De Fortunato de Almeida, lugar da Bugiganga, freguesia de Urrô, concelho de Arouca: “Venho protestar por não ter falado nas suas crónicas em duas vertentes da vida rural que precisam de ser divulgadas, apoiadas e acarinhadas, pela importância que têm nas vidas dos que ainda não se foram embora destas covas e penhascos, os que estão aqui a tomar conta destes sítios onde ninguém pode morar porque nos tiram as maternidades, os tribunais, as repartições de Finanças, as agências bancárias e nos obrigam a pagar portagens e gás de garrafa ao dobro do que se vende em Espanha, quando nós, aqui, de Inverno, temos ventos frios e águas de gelo. Mas nós aqui estamos, a tomar conta e a receber no Verão os finórios das cidades portuguesas e os finórios das cidades estrangeiras, para que se possam divertir, o que fazem vindo para cá com jipes e motos de quatro rodas, dando cabo dos lameiros, dos rios, dos campos, das praias fluviais, como se tudo isto não tivesse dono ou não fizesse diferença a ninguém. Obrigadinho. Vamos continuar a tentar vender-vos umas iscas quando vocês pararem para meter gasóleo ou ir ao quarto de banho. E quem diz iscas diz artesanato. Entretanto, peço-lhe que fale, quando puder, do musgo e das bandas filarmónicas. Para já, é só.”

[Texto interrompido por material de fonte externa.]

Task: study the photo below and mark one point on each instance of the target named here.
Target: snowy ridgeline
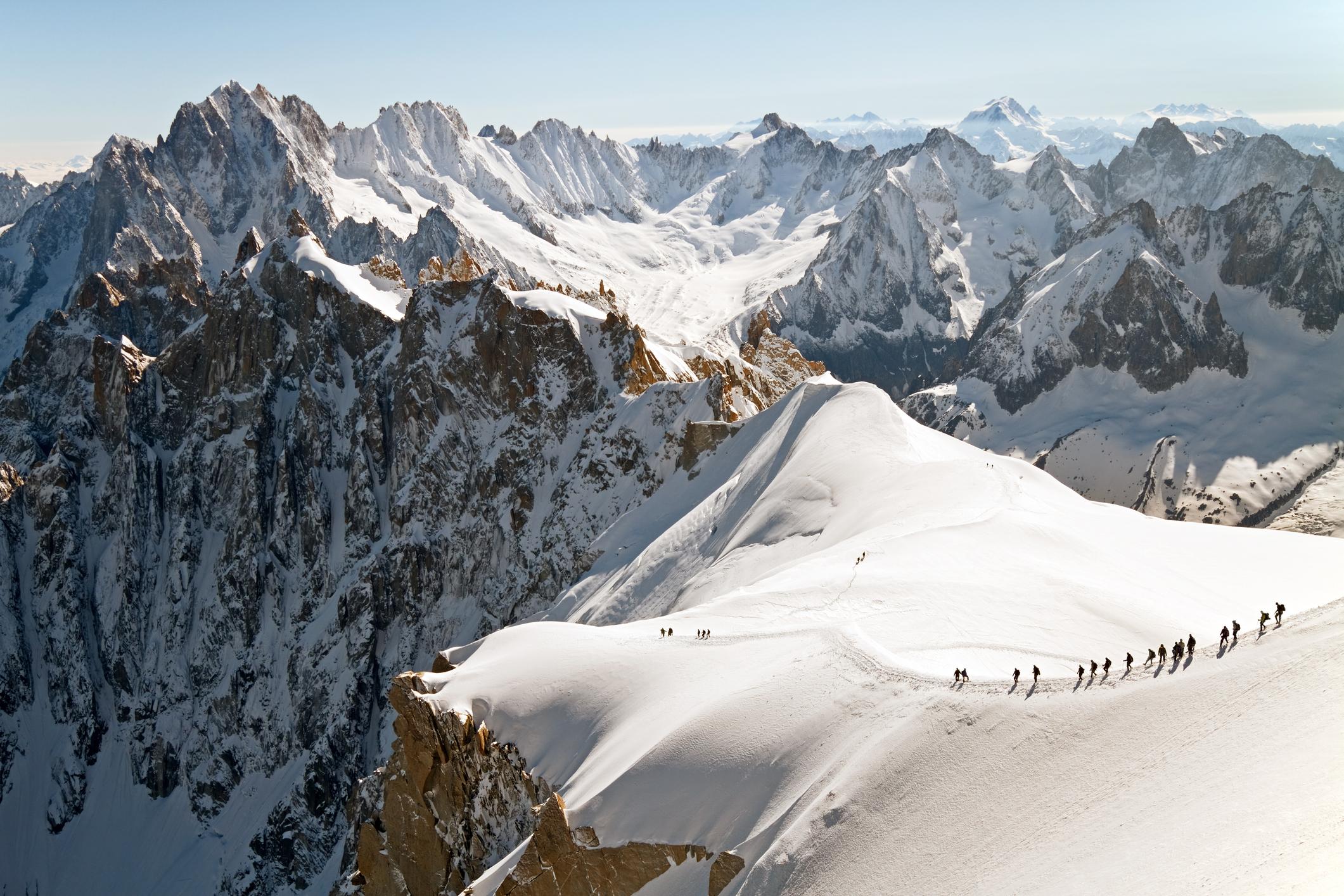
(1002, 290)
(324, 400)
(819, 735)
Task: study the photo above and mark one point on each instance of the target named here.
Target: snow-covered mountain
(288, 407)
(816, 743)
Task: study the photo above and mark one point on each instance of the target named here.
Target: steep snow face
(834, 575)
(1112, 300)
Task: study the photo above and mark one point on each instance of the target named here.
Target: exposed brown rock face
(459, 269)
(387, 269)
(250, 245)
(703, 437)
(573, 863)
(771, 367)
(454, 802)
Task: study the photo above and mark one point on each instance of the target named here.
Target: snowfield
(817, 731)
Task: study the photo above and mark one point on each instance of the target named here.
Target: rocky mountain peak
(769, 124)
(296, 226)
(253, 243)
(1163, 139)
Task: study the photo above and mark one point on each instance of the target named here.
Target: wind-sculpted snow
(288, 407)
(817, 734)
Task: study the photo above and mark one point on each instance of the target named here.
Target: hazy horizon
(698, 62)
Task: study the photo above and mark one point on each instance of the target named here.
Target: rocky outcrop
(1288, 245)
(1115, 301)
(451, 802)
(230, 512)
(560, 861)
(18, 195)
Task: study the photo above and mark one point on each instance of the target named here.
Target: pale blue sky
(73, 73)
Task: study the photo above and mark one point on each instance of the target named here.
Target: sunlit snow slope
(819, 734)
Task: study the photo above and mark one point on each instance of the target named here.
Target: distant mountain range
(290, 406)
(1004, 129)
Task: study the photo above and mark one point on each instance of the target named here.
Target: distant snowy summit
(1006, 129)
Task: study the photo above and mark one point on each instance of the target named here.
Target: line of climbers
(699, 633)
(1179, 649)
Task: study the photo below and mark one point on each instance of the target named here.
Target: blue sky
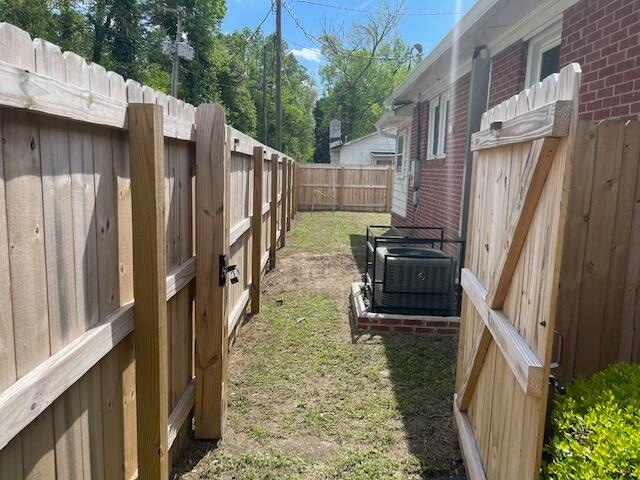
(415, 27)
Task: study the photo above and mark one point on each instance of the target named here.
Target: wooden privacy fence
(110, 188)
(355, 188)
(520, 187)
(553, 268)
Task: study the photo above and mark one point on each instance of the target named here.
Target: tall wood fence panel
(351, 188)
(599, 301)
(83, 220)
(520, 187)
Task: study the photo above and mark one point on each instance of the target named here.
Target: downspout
(417, 166)
(478, 99)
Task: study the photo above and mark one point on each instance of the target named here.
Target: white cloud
(311, 54)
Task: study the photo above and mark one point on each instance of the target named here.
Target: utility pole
(264, 95)
(278, 145)
(179, 48)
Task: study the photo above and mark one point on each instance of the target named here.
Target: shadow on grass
(421, 370)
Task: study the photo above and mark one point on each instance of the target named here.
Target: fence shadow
(422, 371)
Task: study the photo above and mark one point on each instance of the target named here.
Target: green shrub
(596, 428)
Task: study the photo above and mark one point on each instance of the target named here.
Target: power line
(317, 42)
(351, 9)
(255, 32)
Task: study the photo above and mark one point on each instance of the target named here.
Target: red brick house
(496, 50)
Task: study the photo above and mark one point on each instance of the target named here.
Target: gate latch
(227, 271)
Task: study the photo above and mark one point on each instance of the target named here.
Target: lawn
(308, 401)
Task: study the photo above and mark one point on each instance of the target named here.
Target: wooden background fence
(110, 188)
(356, 188)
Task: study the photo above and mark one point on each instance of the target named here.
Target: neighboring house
(376, 149)
(497, 49)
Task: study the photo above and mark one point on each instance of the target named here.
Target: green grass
(305, 402)
(331, 232)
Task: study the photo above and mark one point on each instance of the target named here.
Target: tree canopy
(363, 65)
(126, 36)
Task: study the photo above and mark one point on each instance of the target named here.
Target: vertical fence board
(211, 243)
(273, 211)
(147, 177)
(284, 200)
(256, 229)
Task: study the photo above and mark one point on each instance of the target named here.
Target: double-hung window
(400, 146)
(438, 120)
(543, 57)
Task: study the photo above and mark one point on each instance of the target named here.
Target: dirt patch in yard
(307, 402)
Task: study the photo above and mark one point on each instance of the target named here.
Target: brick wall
(508, 71)
(441, 180)
(603, 36)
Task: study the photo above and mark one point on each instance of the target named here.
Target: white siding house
(376, 149)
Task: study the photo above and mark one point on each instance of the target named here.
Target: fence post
(293, 189)
(212, 235)
(274, 211)
(340, 188)
(285, 183)
(389, 192)
(289, 191)
(296, 188)
(256, 229)
(146, 153)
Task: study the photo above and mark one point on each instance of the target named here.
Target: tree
(363, 66)
(123, 38)
(298, 91)
(321, 132)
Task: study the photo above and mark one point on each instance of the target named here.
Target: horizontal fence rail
(102, 235)
(351, 188)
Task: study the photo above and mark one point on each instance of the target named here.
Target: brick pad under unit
(397, 325)
(366, 321)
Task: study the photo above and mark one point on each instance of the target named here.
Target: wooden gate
(520, 184)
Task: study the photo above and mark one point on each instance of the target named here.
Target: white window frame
(547, 39)
(441, 101)
(403, 155)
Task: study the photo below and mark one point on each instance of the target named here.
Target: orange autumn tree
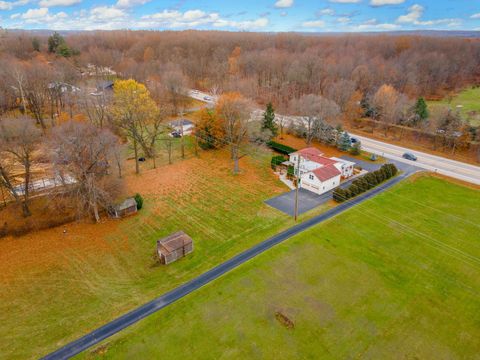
(208, 130)
(233, 112)
(233, 67)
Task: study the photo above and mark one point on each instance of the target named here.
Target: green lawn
(59, 293)
(397, 277)
(467, 101)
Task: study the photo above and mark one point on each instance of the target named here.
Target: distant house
(174, 247)
(319, 173)
(182, 126)
(127, 207)
(61, 87)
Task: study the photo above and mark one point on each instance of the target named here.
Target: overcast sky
(245, 15)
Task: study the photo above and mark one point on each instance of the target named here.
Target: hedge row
(276, 160)
(283, 149)
(365, 183)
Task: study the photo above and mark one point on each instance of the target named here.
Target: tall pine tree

Com muito gosto. Ainda recentemente passei pela feira medieval de Sever do Vouga, onde verifiquei que uma das tendas era uma iniciativa da Banda Filarmónica Severinense, muito provavelmente para autofinanciamento. Entre os comes e bebes propostos ficaram memórias de excelentes bolos caseiros vendidos à fatia, enquanto, provindo de dentro da tenda, se ouviam maviosos cantos corais. Se a qualidade de execução instrumental da banda estiver ao mesmo nível dos bolos e dos cantos corais, não me importaria nada escutá-la na primeira oportunidade. Quanto ao musgo, é assunto sério que merece mais espaço.